This week’s Top Ten Tuesday topic is one of my all-time favorites: the top 10 things that make me want to read a book. Why do we love the books we love? What makes us add some books to our TBR list and not others? What plots, tropes, and topics appeal to us so strongly that, when we encounter them in a book, we feel like that book has been written just for us? These are questions I love to think about, although I’m far from having answers to them! Still, here are 10 things that always excite me about a book and compel me to learn more, in no particular order.
1. Anything related to Jane Austen — This one is obvious, but I’m always going to be drawn to Austen-related books! Whether it’s a retelling, a new biography, or a piece of literary criticism, I’m definitely going to at least learn more about it — that is, if I don’t buy it right away!
2. Epistolary novels — I love a good epistolary novel, and I think it’s because I enjoy character-driven books and don’t really care about setting. Novels in letters (or emails, texts, etc.) naturally don’t spend a lot of time on descriptions of scenery; everything is dialogue and character development.
3. Fake relationships — This is probably my very favorite romance trope, although I’m not sure I can explain why! I think it’s a great way to set up romantic tension in which the conflict is mostly internal. It all comes down to whether the characters will be brave enough to reveal their true feelings.

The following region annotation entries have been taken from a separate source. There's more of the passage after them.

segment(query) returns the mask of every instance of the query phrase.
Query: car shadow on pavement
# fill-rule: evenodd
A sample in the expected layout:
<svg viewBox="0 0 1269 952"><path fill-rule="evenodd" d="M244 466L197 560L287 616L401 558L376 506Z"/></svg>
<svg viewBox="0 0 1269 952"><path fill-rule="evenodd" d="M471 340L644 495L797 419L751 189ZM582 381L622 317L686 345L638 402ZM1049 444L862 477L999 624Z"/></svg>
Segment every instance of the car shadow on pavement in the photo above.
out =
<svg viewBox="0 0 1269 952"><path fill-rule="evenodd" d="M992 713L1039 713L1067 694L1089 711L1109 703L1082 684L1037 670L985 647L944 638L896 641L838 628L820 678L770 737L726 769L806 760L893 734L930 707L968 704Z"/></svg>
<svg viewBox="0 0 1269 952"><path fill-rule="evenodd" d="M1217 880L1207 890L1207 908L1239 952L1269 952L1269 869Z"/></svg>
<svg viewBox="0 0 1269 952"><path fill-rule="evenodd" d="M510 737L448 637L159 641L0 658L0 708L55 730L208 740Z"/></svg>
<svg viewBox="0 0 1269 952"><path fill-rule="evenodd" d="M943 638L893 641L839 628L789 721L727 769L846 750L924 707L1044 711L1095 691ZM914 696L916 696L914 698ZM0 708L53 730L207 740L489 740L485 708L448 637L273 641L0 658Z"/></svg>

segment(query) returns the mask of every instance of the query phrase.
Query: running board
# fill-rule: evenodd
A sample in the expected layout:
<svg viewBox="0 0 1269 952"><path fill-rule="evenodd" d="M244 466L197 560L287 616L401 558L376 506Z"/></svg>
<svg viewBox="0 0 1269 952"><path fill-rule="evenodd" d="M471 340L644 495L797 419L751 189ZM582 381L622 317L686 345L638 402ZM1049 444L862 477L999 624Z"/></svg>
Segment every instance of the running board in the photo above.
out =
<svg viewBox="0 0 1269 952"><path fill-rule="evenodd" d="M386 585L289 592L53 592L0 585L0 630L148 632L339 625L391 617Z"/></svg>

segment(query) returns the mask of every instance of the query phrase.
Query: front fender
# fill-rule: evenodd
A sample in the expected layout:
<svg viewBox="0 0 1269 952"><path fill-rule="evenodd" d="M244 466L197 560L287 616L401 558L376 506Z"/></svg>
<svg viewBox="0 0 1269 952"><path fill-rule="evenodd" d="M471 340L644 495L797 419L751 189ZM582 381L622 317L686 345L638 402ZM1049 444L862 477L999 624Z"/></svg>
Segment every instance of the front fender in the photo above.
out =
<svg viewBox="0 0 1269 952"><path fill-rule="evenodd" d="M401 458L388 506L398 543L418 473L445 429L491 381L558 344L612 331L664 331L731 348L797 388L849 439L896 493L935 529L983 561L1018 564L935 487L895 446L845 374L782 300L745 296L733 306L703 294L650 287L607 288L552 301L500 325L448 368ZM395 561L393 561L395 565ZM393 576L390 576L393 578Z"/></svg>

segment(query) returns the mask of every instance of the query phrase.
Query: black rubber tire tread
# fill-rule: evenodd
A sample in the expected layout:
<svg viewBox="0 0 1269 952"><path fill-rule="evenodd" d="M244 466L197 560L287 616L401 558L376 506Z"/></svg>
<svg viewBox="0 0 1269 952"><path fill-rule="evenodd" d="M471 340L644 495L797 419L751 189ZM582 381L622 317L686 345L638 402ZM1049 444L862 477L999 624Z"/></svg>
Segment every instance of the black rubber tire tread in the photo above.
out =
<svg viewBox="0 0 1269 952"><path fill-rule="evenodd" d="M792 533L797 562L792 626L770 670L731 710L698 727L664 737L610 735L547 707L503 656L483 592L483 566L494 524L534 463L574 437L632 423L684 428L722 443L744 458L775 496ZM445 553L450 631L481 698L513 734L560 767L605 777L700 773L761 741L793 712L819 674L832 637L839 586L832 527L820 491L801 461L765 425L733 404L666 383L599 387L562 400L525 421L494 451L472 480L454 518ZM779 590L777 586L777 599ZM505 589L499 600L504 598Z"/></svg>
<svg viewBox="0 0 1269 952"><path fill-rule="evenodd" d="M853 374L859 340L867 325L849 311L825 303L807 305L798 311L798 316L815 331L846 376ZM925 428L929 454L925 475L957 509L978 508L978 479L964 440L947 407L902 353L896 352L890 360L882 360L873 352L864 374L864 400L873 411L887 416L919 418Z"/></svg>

4. Thieves and con artists — There’s just something about protagonists who cheerfully bend or break the rules for the sake of a greater good. They’re super charming and compelling to me, even if I wouldn’t necessarily agree with them in real life.
5. Magical Regency — As a diehard Austen fan (see #1), the day I learned that there are books that combine an Austen-esque world with magic was one of the greatest days of my life!
6. Historical mysteries — I’ve been an Agatha Christie fan since I was about 12, and I love mystery novels that aren’t too gory but instead focus on the puzzle of whodunit and why. Combine that type of mystery with an interesting historical setting — especially the 19th century or the Golden Age of detective fiction — and my interest is definitely piqued.
7. Spies — Give me all the twists and turns of a plot filled with espionage, double-crosses, and people keeping secrets!
8. World War II — The past few years have seen a real boom in the number of books set during World War II, especially from the Allied perspective in Europe. While part of me wants to shun anything too trendy, a larger part of me just wants to keep ’em coming!
9. Music and musicians — As an amateur musician myself, I’m always intrigued when I learn about characters who play music, either professionally or as a hobby. It’s especially satisfying when an author describes the experience of playing (or hearing) music in a way that rings true to me.
10. Happy endings — This is a bit simplistic, since I have also really loved some books with sad endings. But in general, I read for pleasure, so I prefer endings that are emotionally satisfying: the murderer is caught, the lovers end up together, the quest is fulfilled. I do see the value in reading difficult books that make you think and engage with the hard aspects of reality; but given the choice, I’ll go for the happy ending almost every time.
In creating this list, it was fun for me to refer back to the last time this topic came up . . . turns out, my list hasn’t changed all that much! What are some of your favorite topics or tropes in books? Do you agree or disagree with anything on my list?